Dubai: The UAE’s biggest private healthcare operator NMC is showing signs of a clear revival, with revenues now back to pre-COVID-19 levels. If this trend continues, NMC is looking at revenues of Dh5 billion plus this year.
The gains are led by its specialty clinics for IVF, cosmetics and long-term home care services. More important, NMC’s network of multi-specialty hospitals are now recording revenues that are “in line” with last year. This in itself is the biggest positive for the Abu Dhabi company after a harrowing 10 months that saw it being placed under administration by the courts and most of its previous management being replaced.
Plus, there was, of course, the missing billions of dollars from the NMC accounts.
Faster than planned
“Due to the faster than anticipated revenue recovery from COVID-19, revenue year-to-date is 10 per cent versus the business plan,” a statement from the administrators issued to NMC’s creditors confirms. “Tighter cost control and the acceleration of performance improvement initiatives has resulted in EBITDA being well ahead of the business plan.” (EBITDA is earnings before interest, tax, depreciation and amortisation)
“The company, joint administrators and advisors are progressing the action and steps required to complete the restructuring and deliver value to all stakeholders.”
NMC creditors are taking note – they have committed Dh550 million in fresh funds as against the Dh238 million the administrators had asked for as part of the turnaround plan. Final allocations will be communicated to the “interested parties” by November 16.
“As an organisation, NMC has a central role in the UAE’s healthcare sector, and that was once again proved during the COVID-19 peak phase,” said a senior official at a bank with sizeable exposures to the company. “The latest revenue position and forecasts gives NMC administrators ample time to come up with a plan that should satisfy most creditors.”
* Appointment of an investment bank by the new Board of Directors to pursue "review of alternatives and present conclusion and recommendation in the interests of shareholders".
With creditors pumping in more funds, a ‘Committee of Creditors’ will be formed to plot the next steps to be taken to bring back NMC to full health. “Creditors will own the equity and can nominate board directors to implement the strategy and decide on timing of an exit,” the statement from the administrators confirm.
“A sale in the future will dilute any stigma attached to the company from the fraud, or the impact of COVID-19 on valuations.”

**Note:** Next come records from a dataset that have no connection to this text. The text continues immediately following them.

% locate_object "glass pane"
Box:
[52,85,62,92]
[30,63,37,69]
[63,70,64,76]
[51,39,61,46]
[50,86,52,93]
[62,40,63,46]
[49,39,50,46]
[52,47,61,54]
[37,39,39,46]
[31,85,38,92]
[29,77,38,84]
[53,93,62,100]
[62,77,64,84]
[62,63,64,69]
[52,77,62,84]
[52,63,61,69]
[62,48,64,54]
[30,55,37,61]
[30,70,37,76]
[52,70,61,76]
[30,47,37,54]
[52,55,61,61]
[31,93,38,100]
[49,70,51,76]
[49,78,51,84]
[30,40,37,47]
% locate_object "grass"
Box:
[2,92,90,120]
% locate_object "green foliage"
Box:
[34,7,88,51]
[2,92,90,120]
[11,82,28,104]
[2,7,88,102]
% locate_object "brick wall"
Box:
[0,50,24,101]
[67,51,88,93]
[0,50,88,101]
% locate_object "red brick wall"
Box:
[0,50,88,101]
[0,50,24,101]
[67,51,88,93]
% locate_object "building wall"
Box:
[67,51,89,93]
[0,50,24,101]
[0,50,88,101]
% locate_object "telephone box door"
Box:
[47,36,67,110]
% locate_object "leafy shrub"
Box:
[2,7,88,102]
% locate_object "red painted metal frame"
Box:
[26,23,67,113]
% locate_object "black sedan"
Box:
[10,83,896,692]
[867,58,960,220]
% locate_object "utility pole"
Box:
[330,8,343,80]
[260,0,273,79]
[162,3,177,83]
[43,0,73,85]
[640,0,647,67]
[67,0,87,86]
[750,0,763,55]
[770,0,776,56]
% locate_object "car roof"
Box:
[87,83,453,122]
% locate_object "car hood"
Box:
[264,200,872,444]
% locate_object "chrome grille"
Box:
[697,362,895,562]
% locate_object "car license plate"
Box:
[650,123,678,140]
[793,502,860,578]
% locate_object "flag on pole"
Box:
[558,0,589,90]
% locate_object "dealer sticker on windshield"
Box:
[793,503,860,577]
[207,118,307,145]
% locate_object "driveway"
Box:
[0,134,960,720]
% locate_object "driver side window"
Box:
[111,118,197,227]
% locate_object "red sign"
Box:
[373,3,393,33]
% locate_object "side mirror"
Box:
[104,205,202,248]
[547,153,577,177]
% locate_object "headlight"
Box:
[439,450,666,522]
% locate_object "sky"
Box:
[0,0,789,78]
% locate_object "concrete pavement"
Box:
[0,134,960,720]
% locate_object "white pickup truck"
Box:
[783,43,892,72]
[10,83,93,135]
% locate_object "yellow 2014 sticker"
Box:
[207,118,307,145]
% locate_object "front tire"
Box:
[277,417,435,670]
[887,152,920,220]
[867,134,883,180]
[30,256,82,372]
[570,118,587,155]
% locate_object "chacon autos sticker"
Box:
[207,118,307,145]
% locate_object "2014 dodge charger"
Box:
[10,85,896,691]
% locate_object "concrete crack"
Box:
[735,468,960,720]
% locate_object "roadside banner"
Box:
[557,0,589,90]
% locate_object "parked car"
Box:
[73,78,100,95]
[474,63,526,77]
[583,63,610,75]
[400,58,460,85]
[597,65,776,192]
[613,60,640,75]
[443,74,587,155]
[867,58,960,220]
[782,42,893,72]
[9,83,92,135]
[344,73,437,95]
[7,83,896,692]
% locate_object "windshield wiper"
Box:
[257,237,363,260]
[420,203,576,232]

For now, there can be no cashing out on debt repayment as long as NMC remains under administration under ADGM (Abu Dhabi Global Market) rules.
A new Board of Directors – of up to nine members – will be formed to lead the ‘new NMC llc”. The directors will be nominated by key shareholders and a chairman elected.
Raising the heat
Meanwhile, the pressure on the previous management/shareholders - as well as on Ernst & Young, NMC’s auditor during this period – will be unceasing. In the statement, the administrators said: "Evidence compiled to date shows -
• Published financial statements were misstated dating back to at least 31 December 2012;
• Money and property were misappropriated from NMC;
• The perpetrators sought to make NMC liable for debt of which it never received the benefit, or sufficient benefit; and
• NMC’s losses are likely to amount to billions of dollars.
The administrators have identified a number of potential claims and are now in the process of seeking advice on the merits of those claims and the appropriate forum in which to pursue them
Spotlight on the auditor
The administrators have “formally indicated” plans to bring a claim against Ernst & Young for “negligence – and will initiate such proceedings in due course. “NMC Healthcare LTD (in administration), and other subsidiaries, are investigating whether claims are available against their auditors,” the statement added.